The digital entropy of death: link rot

Hot on the heels of a grim blog about digital death comes…another blog about digital death. Except in this case, the recently deceased would be the links that tie the web together, otherwise known as link rot.

Link rot is a weird thing. Say I blog for Puppy Chow and I write an article about the best dog shows. For one of my examples, I link to an article with the URL “fabulous-puppy-show.html.” Since I’m Puppy Chow, my product has a decent shelf-life and my blog sticks around for a while. But now, if readers stumble upon that original Puppy Chow article and click on my example link, they land on a page about “Top 10 laptops of 2018.” What gives?

Over time, websites get taken offline, or companies start to run out of server space and delete old articles, or (arguably worse) they simply add new, unrelated content to old URL links (Hence best laptops on a page with “puppy show” in the URL). One suspects some sites replace content on old URLs rather than create new ones because the URL as it stands has a good PageRank in search engines. Why reinvent the wheel, when you can keep driving traffic to one of your pages regardless of the desired content?

This is, as you would expect, enormously confusing. Even image hosts can cause headaches as old content is switched out without warning [1], [2]. Everything from legal threats and careless website rebuilding to privacy policy alterations or a confused employee breaking some HTML code can cause mayhem.

I’m melting…mellllllting

Not to put too fine a point on it, but portions of the web that we use on a daily basis are slowly, almost imperceptibly dying. That’s one of the reasons why sites such as archive.org exist. Top tip: if you have an online bio or linkdump of any kind for personal projects, save yourself a headache and link to pages on the Archive instead. You’ll probably have to move all your links over to it after around five years of “the page is still there, honest it is” anyway.

As regular readers are aware, we post a lot blog posts. We’ve been blogging since 2012, and long may it continue. Those posts naturally will link to all manner of websites and information, and we have absolutely zero control over those sites still being around in the future. In fact, every time someone links to a third-party site, they’re just sort of assuming the thing will still be there tomorrow. Maybe the site owner dies. Maybe it’s been hacked and sends you to Viagra spam. Maybe the city turns into sludge after a Bitcoin frenzy. Who knows; the point is, anything you link to today could be something entirely different tomorrow.

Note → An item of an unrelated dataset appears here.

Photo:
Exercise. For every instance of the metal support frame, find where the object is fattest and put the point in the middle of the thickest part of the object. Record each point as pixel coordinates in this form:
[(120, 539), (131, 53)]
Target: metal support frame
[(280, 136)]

The long and the short of it

This problem is made worse when people use now-defunct link shorteners or similar services that suddenly have all their links pointed somewhere else. A social network uses its own shortened link for stat tracking before sending you to a redirect, which now sends you to something about balloons, which…

…and so on. Most popular link shorteners have some failsafes built in; many will state that their links will never expire or alter, which is great news. If you’re curious as to how many potential URLs a shortening service might have available before people have to worry about reusing links, this link on Stack Overflow will prove handy.

Throwing an additional layer of complexity into the ring, there are services that offer time-limited shortened URLs; once they pass the expiration date, the shortened URL will no longer point to the original destination. Again, there is some room for ambiguity here—most services I’ve seen clearly state that the now-defunct shortened URL will not go back into the pool (to prevent unrelated final destinations showing up). At the same time, there’s a ton of generic, cookie-cutter sites offering similar services with no readily available information about link reuse.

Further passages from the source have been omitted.